Shorelines cleanup brings 100 volunteers to Stanley Park

Anastasia Castro and Charlotte Brady have found deep purpose in fighting to save the ocean.

The Grade 11 students at Glenlyon Norfolk School in Victoria, both 16, spent Saturday at Second Beach in Vancouver, using tongs and trash pickers to help with a shoreline cleanup, one of many such events being held across Canada on World Oceans Day.

The girls, along with friend Grace Poole, have led work to ban single-use plastic bags in the Greater Victoria area, and spoken about their efforts with Vancouver city council. They’re currently working with MLAs and MPs to push for a provincial ban on all single-use plastics.

“Single-use plastics are so important to us, we wanted to get out in the community and show we are dedicated to Vancouver and Victoria, because we all need to work on this together,” Brady said.

The teenagers say their fight for legislation is important, given the threat of the climate crisis, but so is spending time on the ground to keep their local beaches clean.

“The ocean is just such an alien and beautiful place,” Castro said.

“I’ve been diving before and you always see these images of it but never realize how crazy it is. It’s like going to another planet.

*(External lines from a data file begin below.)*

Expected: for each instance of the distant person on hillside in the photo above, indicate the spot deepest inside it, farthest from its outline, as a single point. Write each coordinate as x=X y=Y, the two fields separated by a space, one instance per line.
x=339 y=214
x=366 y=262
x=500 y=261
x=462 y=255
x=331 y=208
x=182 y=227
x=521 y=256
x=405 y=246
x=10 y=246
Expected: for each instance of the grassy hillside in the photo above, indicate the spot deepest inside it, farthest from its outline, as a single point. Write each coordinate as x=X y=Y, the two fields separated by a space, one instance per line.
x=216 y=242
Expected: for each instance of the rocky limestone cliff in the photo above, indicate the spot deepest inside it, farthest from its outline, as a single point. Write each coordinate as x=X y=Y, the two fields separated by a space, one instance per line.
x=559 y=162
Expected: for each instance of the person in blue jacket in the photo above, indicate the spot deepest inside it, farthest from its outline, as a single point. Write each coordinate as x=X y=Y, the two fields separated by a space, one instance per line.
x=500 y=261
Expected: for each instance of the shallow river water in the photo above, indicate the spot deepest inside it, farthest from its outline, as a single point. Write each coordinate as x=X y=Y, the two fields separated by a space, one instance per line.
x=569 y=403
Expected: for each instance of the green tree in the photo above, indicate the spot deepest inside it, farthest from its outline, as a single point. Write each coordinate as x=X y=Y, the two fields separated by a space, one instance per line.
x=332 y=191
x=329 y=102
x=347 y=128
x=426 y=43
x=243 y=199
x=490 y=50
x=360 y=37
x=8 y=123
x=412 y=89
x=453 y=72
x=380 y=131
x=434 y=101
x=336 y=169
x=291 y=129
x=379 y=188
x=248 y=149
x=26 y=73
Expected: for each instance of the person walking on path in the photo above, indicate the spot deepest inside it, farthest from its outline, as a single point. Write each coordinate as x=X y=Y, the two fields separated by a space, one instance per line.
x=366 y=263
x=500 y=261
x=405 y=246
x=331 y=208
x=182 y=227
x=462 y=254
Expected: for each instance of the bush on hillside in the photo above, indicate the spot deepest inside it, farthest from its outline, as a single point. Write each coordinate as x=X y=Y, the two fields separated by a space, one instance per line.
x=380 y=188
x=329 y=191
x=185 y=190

Everyone talks about going to Mars, but if you want to go to another planet, the only place you have to go is to stick your head in the ocean.”

“It’s so integral to the rest of the ecosystem, how we all survive,” added Brady. “If the ocean even warms by a few degrees, we will lose so much of nature, we will lose so much of our ability to produce the right amount of oxygen for the Earth.”